I recently gave a webinar on Requirements for Analytics Projects and had a few interesting questions come up during it. I thought I’d share some of the Q&A here, since we didn’t get to cover them all in the webinar.
You can listen to the webinar here.
Here are some of the questions and answers.
Q: Is there a way of adding structure to unstructured data?
First off, most data at least is semi-structured. But regardless, though you can’t just put it in tables with rows and columns, you can use data management products to give some of the structure. The software frameworks available allow you to store, analyze, order, and access unstructured data. I’m not an expert in these by any means, but Hadoop is the one I most commonly hear about.
Q: Privacy issues are of importance to my project — lots of people who may not want to be followed closely everywhere they go online; how do you handle this?
I think this is probably pretty common, or will become more common soon. People are starting to realize how much data is being collected about them and it’s alarming to some. Not to mention there will likely be more regulatory rules around this. Either way, as a business analyst, you need to understand and specify the business rules for your organization around privacy. For example, you might have a rule that you strip personal information as part of storing the data, and you will need to specify exactly what data fields are stripped. Your organization can still look at trends in the data though. You won’t know WHO the trends are about, but if you have some basic information about the type of people, then you can still look at trends relative to general characteristics (gender, age, etc). Obviously this makes things like targeted marketing more difficult. Some companies are giving the customers a choice – they get some benefits if they allow the company to know who they are and track what marketing is doing for those individuals.
Q: Experience with the company’s domain seems very important in order to structure data. How would you mitigate lack of this experience?
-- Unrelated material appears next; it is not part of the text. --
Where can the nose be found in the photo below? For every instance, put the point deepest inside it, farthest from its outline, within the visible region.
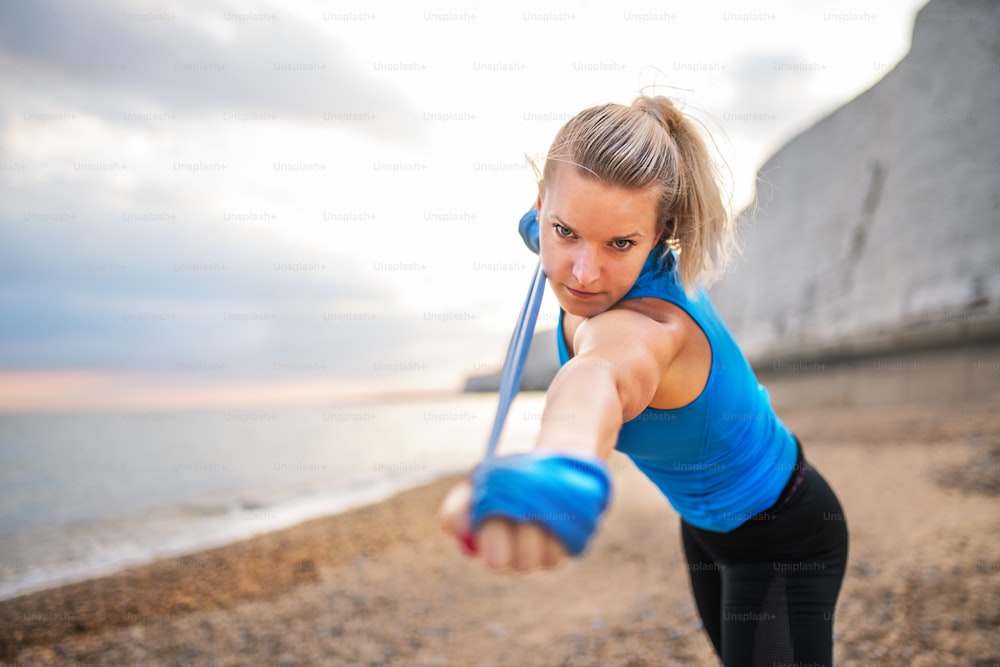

We actually find that good business analysts can ramp up on a domain relatively quickly, so I don’t think this is a major issue. Also, our work is not necessarily to order structured data as much as it is to understand what the data is and what the users want to do with it – and help bridge that gap. That said, if someone is a data scientist, and deeply immersed in analyzing data, that answer might differ. Also, there is some research from Professor Dan Berry that shows for requirements elicitation in general, having a team of combined domain experts and domain ignorants (new to the domain) is the most productive.
Q: How do you handle all the different data silos in a company?
The answer ultimately lies within data management and governance software applications that will help unify data sources. There are products that bring unstructured and structured data together in one source. So I think in the end, the IT organization has to be able to demonstrate the business case for putting data management software in place to bring siloed data together. The business value could be something like demonstrating the expected benefits for knowing more in aggregate about the customers allows marketing to them in a way that leads to more revenue.
A recent example from one customer demonstrated the silo effect. One part of the organization was doing the analytics analysis on the data to determine some changes that needed to happen to the retail site. But the business analysts documenting requirements are far removed from those analytics results. They are told what features are needed by some executives, but no one is helping make the connection to the actual data results. I think in the near future we’ll see this link is more direct.
Q: What if the company you are working for doesn’t know what they want out of all data available, its not for fun but they are curious, but where would you suggest that business analytics to start, the past?
This is a great question and it really represents how analytics start. I would suggest get a team of people together to collaboratively brainstorm about ideas of what might be relevant in your company. Sometimes there are industry papers specific to domains that might help guide you too. You can look at past data, but I think it’s more interesting to first think about what might be a useful outcome from analytics and work backwards into what data you should look at or acquire and then what systems changes help implement those. Particularly if you are new to this and don’t know what is needed, you are well setup to take an agile approach to analytics – build a little at a time and grow it through evolution.